Case Study

100% Renewable Microgrid in Singapore

12 Jul 2023

5 min read

ComAp, together with our partners So Drama Entertainment and a local partner Gennal, designed and installed a 100% renewable microgrid on the outskirts of Singapore. Initially, it was built as a 1500-bed quarantine facility to help combat the spread of COVID-19. In the meantime, when the pandemic went under control, it evolved into a vaccination center and a microgrid test center with an EV charging infrastructure upgrade, also relying on ComAp controls.

Due to the Singapore government's ongoing commitment to environmental sustainability, they decided to have this site powered by a 100% renewable microgrid when the grid connection fails. The microgrid comprises solar panels and BESS that not only feeds the entire site but also sells the excess power back into the grid.

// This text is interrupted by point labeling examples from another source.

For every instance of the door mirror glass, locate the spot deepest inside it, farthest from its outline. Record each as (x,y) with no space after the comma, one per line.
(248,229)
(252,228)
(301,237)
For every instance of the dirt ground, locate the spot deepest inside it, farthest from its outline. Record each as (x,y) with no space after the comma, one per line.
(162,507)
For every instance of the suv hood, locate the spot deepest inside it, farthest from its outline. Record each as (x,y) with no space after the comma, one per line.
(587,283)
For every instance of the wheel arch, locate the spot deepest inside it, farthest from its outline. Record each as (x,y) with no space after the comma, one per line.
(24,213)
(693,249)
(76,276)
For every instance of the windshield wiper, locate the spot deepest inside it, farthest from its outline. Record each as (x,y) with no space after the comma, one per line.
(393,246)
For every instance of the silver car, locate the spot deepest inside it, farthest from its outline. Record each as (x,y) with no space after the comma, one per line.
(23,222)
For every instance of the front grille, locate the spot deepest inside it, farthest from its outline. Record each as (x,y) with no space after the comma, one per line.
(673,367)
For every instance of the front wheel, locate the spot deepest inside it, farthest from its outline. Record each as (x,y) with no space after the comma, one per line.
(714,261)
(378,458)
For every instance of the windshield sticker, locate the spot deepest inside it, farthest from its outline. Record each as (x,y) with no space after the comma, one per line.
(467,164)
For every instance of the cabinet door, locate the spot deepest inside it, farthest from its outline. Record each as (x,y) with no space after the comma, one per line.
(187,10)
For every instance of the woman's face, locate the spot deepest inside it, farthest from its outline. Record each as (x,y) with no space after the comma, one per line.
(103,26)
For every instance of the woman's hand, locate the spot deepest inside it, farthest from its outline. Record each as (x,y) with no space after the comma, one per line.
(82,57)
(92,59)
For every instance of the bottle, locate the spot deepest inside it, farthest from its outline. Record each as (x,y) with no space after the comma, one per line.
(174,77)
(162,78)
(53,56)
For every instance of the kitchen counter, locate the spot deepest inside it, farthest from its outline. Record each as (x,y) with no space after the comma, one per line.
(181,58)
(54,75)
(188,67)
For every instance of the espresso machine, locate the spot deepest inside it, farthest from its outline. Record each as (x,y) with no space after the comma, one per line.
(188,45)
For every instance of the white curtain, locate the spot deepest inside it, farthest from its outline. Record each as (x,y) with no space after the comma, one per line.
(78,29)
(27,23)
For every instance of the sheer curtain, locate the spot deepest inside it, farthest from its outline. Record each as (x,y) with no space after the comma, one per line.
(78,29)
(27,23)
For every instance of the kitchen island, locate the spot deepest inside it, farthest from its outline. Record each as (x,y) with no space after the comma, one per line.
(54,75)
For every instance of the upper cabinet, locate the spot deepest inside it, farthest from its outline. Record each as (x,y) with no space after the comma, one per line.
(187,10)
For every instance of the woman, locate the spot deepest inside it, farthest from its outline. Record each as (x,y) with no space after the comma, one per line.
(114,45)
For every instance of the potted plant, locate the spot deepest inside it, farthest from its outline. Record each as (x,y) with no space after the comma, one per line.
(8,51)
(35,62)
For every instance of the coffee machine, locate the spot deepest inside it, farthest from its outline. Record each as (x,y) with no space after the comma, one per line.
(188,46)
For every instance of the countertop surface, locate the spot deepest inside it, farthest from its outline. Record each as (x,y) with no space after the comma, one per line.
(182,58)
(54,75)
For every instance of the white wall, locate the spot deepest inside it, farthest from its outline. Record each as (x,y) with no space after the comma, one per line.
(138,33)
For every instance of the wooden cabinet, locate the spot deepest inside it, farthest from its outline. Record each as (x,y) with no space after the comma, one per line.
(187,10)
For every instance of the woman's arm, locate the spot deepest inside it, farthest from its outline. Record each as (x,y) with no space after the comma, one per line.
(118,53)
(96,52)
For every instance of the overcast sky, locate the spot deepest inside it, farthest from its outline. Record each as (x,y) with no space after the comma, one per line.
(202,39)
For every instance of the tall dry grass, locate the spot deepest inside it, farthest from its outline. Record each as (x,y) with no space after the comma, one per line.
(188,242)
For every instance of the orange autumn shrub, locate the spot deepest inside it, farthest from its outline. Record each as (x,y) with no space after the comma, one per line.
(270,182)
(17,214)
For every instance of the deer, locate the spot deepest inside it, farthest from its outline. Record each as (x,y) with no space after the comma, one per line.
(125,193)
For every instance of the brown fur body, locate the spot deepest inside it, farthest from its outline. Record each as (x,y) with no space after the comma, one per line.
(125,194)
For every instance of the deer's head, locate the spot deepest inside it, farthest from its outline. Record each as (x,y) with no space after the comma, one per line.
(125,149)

The system operates as a set of nanogrids (smaller microgrids) that together form a complex-wide microgrid. When a mains failure occurs, the nanogrids operate in islanded mode, providing power to their own parts of the complex, using their own BESS.  When the mains connection is re-established each nanogrid will perform their own reverse synchronisation procedure independently back to the grid, to provide a seamless transition, without any power disruption.   

When microgrid mode is enabled, the ComAp system takes over the master role and manages the entire site ensuring that all the loads are kept powered without any interruption.  ComAp's system always prioritises the use of the PV and uses any excess to charge the BESS. If more power is generated than the BESS needs, it is then exported to the grid. 

To control the entire site, ComAp installed the InteliSys NTC Hybrid controller. The controller was actually able to also control other test facilities in the complex that are using another company’s control system. This demonstrates that the InteliSys NTC Hybrid controller has the power and the flexibility to be used in situations that require different power sources, load requirements, and even different brands of controllers to work together.

The EV chargers were added because the government wants to deploy 60,000 electric vehicle charging points across the country by 2030 to increase the adoption of EVs to at least 40% of the total vehicle population by 2040. The plan is to charge them from renewable sources, using a solar and battery powered microgrid which will make the electric vehicles even more environmentally friendly.